COMO TER SUCESSO NA VIDA SEM ABRIR O LIVRO

GEORGE SARMENTO
Chego ao VIII Congresso Nacional de Direito Público para o lançamento de Ética Ambiental, escrito por duas simpáticas professoras que tiveram a gentileza de me convidar para escrever a orelha do livro. Dirijo-me a um animado grupo de juristas brasileiros, ciceroneado pelo procurador da república Marcelo Toledo. A conversa gravitava em torno da variada gastronomia servida nos restaurantes de Maceió. Os visitantes pareciam mais interessados nos apetitosos pratos do Wanchaco, Carne do Sol do Picuí e Bodega do Sertão do que pelos complexos temas jurídicos debatidos no colóquio. E tinham razão.
De repente alguém diz:
– George, a orelha do livro está muito bem escrita. Parabéns!
Uma das cabeças coroadas da doutrina pátria interrompe o bate-papo e objeta com empáfia:
– Por que você não escreveu o prefácio? Tinha que escrever o prefácio!
Encarei o interlocutor com olhar condescendente de quem sabe das coisas e respondi de forma incisiva:
– A orelha é a parte mais lida do livro! A orelha é a parte mais lida de qualquer livro. De qualquer livro!, enfatizei.
Outro jurista, igualmente coroado e ovacionado pela estudantada, concorda com a minha tese. Explica que passou anos escrevendo um livro profundo, de incontestável valor científico. Ninguém leu. Na terceira edição ainda era um autor inédito. Aí teve a luminosa idéia: inserir uma orelha na capa. Resultado: as vendas dobraram, dobraram não, triplicaram. A obra tornou-se um best-seller. Leitura obrigatória em todas as faculdades de direito do país. Perguntei-lhe se valeu a pena. Deu um longo trago em seu charuto cubano, ajeitou o suspensório de seda pura e disse em alto e bom som:
– Para falar a verdade, continuo tão inédito como antes, talvez até mais. A diferença é que meus supostos leitores fingem que conhecem a obra e saem por aí citando as informações da orelha. E isso tem efeito multiplicador. Todo mundo compra e ninguém lê. Um sucesso!
Lembrei-me de um episódio curioso.

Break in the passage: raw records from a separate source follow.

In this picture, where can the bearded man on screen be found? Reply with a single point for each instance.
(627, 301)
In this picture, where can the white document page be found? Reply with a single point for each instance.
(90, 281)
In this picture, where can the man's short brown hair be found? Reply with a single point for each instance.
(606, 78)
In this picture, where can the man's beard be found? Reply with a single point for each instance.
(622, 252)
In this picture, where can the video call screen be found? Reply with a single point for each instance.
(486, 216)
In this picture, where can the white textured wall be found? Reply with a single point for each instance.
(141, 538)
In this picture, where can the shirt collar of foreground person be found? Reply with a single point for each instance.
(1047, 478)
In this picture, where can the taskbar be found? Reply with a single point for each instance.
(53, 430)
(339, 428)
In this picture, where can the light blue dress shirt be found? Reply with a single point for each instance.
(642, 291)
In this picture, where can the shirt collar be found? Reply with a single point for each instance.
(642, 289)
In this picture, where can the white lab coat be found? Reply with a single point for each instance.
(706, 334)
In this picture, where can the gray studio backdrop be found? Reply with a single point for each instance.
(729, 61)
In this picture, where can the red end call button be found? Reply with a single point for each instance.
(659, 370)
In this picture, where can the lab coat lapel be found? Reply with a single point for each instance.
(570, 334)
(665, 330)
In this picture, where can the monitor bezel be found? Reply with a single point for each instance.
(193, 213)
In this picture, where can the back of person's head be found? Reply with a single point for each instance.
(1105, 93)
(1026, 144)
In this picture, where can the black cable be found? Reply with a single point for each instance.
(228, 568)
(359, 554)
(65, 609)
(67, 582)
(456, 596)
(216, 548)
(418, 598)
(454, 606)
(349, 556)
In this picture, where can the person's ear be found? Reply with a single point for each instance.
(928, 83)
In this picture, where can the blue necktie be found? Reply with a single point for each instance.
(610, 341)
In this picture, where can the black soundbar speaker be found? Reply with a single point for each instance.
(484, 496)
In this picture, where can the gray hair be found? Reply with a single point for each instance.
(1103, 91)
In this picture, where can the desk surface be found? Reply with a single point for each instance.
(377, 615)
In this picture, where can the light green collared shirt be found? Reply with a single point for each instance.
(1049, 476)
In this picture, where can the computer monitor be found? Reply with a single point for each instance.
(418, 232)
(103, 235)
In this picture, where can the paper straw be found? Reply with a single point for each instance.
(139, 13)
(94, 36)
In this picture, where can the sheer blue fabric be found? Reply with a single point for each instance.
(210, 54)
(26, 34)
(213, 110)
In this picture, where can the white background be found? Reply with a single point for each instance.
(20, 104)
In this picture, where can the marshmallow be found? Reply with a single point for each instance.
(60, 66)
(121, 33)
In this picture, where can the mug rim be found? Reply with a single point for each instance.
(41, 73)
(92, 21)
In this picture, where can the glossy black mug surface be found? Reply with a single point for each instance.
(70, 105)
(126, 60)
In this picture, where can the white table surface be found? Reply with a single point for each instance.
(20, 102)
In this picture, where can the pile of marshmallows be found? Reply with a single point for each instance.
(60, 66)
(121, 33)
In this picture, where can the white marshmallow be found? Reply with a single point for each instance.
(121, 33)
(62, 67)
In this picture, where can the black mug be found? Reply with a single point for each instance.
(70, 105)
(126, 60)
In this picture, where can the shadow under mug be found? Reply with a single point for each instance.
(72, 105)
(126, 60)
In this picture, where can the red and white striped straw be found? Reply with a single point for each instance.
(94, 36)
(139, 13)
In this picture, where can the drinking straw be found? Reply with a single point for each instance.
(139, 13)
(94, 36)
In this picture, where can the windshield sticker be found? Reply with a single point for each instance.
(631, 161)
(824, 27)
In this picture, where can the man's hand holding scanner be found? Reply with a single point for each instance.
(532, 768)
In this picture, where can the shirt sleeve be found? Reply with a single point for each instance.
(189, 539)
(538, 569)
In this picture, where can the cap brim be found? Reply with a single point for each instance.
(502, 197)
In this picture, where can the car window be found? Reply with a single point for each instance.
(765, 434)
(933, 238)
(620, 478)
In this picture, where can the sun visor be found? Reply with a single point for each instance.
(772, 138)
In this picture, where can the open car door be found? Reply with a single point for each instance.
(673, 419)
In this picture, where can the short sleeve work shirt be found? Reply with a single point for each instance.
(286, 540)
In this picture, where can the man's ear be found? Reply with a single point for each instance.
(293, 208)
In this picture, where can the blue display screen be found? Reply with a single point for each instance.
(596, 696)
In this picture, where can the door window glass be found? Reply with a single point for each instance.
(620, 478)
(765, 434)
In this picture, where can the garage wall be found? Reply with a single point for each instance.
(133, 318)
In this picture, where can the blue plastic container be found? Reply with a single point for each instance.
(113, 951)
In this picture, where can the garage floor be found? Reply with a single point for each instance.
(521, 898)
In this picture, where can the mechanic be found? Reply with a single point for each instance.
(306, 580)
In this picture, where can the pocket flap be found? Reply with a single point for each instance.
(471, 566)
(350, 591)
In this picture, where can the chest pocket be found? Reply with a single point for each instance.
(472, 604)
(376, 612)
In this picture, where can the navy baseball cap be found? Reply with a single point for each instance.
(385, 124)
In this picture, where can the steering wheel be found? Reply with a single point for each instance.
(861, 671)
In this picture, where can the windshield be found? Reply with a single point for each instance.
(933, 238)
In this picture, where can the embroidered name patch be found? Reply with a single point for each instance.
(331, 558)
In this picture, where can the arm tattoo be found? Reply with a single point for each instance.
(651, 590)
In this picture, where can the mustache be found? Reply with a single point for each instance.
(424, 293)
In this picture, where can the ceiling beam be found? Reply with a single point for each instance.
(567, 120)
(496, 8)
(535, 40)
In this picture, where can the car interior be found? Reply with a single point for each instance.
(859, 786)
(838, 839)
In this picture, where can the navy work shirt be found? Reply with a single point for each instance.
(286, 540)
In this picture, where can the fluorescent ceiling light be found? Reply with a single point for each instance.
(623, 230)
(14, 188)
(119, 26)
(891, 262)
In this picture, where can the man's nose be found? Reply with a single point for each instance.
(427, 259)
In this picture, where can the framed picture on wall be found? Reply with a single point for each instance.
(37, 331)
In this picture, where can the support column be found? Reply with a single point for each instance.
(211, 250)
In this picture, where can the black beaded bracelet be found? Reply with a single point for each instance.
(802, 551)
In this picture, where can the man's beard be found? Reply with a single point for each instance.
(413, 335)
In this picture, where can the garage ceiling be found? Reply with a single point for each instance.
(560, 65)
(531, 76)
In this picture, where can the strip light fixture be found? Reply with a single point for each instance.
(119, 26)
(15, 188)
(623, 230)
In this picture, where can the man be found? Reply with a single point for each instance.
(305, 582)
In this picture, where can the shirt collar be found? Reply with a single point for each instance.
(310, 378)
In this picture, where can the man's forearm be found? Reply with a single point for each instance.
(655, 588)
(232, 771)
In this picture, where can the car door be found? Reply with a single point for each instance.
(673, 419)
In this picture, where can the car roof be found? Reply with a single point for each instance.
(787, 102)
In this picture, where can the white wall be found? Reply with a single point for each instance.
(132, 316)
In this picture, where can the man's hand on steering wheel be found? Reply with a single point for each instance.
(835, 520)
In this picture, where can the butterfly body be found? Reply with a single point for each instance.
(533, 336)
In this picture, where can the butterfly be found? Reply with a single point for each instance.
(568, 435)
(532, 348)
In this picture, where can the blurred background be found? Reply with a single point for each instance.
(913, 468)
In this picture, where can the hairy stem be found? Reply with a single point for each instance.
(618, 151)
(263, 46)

Um amigo estava disposto a fazer carreira no serviço público. Passou no concurso e continuou estudando feito um louco. Fez mestrado, doutorado, línguas estrangeiras. Achou que seria promovido, que seriam reconhecidos os seus esforços para o engrandecimento da repartição pública. Nada. Os chefes ficaram ofendidíssimos com os seus conhecimentos. "Quem ele pensa que é? Quem ele pensa que é?", perguntavam enfurecidos, com babas de cães raivosos. O cargo terminou sendo ocupado por um espertalhão de poucas luzes e muita malandragem. Meu amigo decidiu mudar de vida. Rasgou Machado de Assis, Victor Hugo e Albert Camus. Pediu exoneração e passou a ler avidamente as orelhas de todos os livros que encontrava pela frente. Leu centenas delas. Hoje é presidente de uma conhecida multinacional. Um homem rico.
Outro amigo foi convidado para fazer uma conferência num congresso de filosofia. Comprou dois livros de Nietzche, edições de bolso. Leu as orelhas e fez uma belíssima exposição, arrancando palmas até mesmo dos catedráticos. Depois foi visto no botequim da esquina aos beijos com uma belíssima aluna de ciências sociais, que não cansava de admirar sua vastíssima cultura. A cada trago de cachaça com mel, a beldade gritava embevecida: "Assim falou Zaratrusta! Assim falou Zaratrusta!". No dia seguinte os livros foram encontrados na lixeira do auditório, imaculados como uma vestal romana.
Eis a verdade irrefutável: os empresários de sucesso, os oradores que arrastam multidões, os clérigos mais venerados, não são eruditos, mas sofisticados leitores de orelhas. O resto é conversa fiada.
Outro dia eu exaltava os sermões do padre Antônio Vieira nos corredores do Forum de Maceió.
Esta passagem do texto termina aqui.